In that case, what if you’re told that you can help yourself to get the best rates? You can make that possible by following these first-time home buyer tips:
Save as much as you can
Want to get the best possible rates? Show the lender that you can pay them quite a good instalment amount. This can impact the rates at which they offer you the loan. The more money you have, the less they’ll find it risky to lend you money. That is the key to get the best rate.
Work on improving your credit records
Does your credit file show past difficulties in repaying debtors? In that case, it doesn’t need to be mentioned that the lender will feel high risk. If it shows things like Insolvency or Bankruptcy, that would be the worst. In case you had no idea, you have to tell them about these two things even after they no longer show in the file. In some cases, you might have to look for other options. However, you need not worry as there are plenty of other ways to move ahead.
Try to shorten the term
When you borrow the money, there will be a limited time to pay it back. It is quite normal for these to run for as many as 2-3 decades. Longer terms would mean more expensive rates. If you want it to be lower, you must try to make the term short besides taking other measures.
Look at as many options as you can
This should be a key part of your search for a good rate. No matter what other measures you take to ensure, you get the cheapest loan, you must not leave out this one. There are many lenders whom you can find out there. So, if you don’t get a suitable rate from one or two, that doesn’t necessarily mean that the others don’t have a better deal for you.
Apart from that, there are different types of mortgage in case you didn’t know. You might want to consider each type and choose the one that suits you the most.
Keep your finance stable
When you apply for a mortgage, you have to pass through a process before it is finally granted to you. During this period, you have to show that your financial condition is stable. So, don’t take any step that would make the lender think otherwise, and this includes taking other credit, changing your career, etc. They might just decide to increase the interest rate as a final decision. In the worst case, they might even decide not to lend you any money at all.
What information your lender needs?
Before lending you money, the main concern of the lender would be how big of a risk they’re taking. That alone will influence the rates that they offer you. So, they need to be very sure about your financial situation. Apart from the credit report, you’ll also have to inform them about your income and spendings with proof. In addition to that, they’ll also want to know about your savings as well.
What if nobody lends you money at a good rate?
Even though it is possible to ensure that you get a cheap loan, that’s not always the case. In some situations, nothing can be done. What if there’s still a way for you to borrow at a decent rate?

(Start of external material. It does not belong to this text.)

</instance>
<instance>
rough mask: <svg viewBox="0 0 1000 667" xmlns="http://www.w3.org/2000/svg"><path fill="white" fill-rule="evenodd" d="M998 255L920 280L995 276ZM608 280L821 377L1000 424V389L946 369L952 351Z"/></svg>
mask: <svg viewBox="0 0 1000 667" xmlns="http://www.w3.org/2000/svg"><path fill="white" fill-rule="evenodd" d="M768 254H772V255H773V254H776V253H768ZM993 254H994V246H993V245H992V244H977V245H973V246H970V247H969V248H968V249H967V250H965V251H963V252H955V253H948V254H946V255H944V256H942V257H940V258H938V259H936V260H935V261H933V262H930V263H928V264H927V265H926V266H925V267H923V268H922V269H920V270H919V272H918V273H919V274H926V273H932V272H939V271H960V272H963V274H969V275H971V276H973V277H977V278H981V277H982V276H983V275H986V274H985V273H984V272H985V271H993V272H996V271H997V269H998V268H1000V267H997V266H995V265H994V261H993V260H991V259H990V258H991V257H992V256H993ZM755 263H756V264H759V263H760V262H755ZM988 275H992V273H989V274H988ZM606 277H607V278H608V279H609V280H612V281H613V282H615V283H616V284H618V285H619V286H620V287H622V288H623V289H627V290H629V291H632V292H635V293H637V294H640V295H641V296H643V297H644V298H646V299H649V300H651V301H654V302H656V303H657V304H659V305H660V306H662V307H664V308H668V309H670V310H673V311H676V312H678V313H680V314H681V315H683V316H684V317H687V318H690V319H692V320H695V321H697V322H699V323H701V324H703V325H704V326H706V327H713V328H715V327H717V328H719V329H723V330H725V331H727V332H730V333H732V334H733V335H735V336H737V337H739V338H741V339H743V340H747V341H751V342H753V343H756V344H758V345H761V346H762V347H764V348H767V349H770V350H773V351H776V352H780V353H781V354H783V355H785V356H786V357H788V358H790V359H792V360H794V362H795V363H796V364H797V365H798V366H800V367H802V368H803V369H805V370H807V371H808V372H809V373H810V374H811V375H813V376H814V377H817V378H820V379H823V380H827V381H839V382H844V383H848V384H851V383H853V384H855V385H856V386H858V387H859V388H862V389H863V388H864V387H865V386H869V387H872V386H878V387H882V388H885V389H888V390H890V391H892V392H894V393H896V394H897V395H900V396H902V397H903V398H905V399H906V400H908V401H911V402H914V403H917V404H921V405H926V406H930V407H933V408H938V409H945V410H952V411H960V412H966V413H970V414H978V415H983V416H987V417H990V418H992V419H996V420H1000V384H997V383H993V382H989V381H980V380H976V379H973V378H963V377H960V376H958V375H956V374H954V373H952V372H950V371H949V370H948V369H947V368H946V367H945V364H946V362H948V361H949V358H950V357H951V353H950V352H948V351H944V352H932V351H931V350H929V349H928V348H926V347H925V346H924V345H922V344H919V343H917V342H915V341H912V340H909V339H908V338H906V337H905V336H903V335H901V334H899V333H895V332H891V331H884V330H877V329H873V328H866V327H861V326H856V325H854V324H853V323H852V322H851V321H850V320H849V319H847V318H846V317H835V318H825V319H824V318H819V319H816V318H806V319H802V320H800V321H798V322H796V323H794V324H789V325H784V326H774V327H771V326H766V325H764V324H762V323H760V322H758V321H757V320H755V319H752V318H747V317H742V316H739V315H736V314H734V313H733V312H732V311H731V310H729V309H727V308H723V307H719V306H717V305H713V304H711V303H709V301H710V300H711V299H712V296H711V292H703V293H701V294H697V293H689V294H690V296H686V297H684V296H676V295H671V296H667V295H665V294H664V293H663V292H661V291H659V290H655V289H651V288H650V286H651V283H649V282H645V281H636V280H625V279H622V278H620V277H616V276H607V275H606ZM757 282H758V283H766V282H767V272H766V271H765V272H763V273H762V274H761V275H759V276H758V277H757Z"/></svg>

You can make that possible by naming someone as the guarantor. This person could be a person in your family or anyone else. What matters is that they should be able to repay in case you’re unable to do so.
Apart from this, you have other options as well. You can try getting the loan along with another person. That way you’d be sharing the property with that person. You can also look for the government or any other types of schemes or first time home buyer tips that can help you in this matter.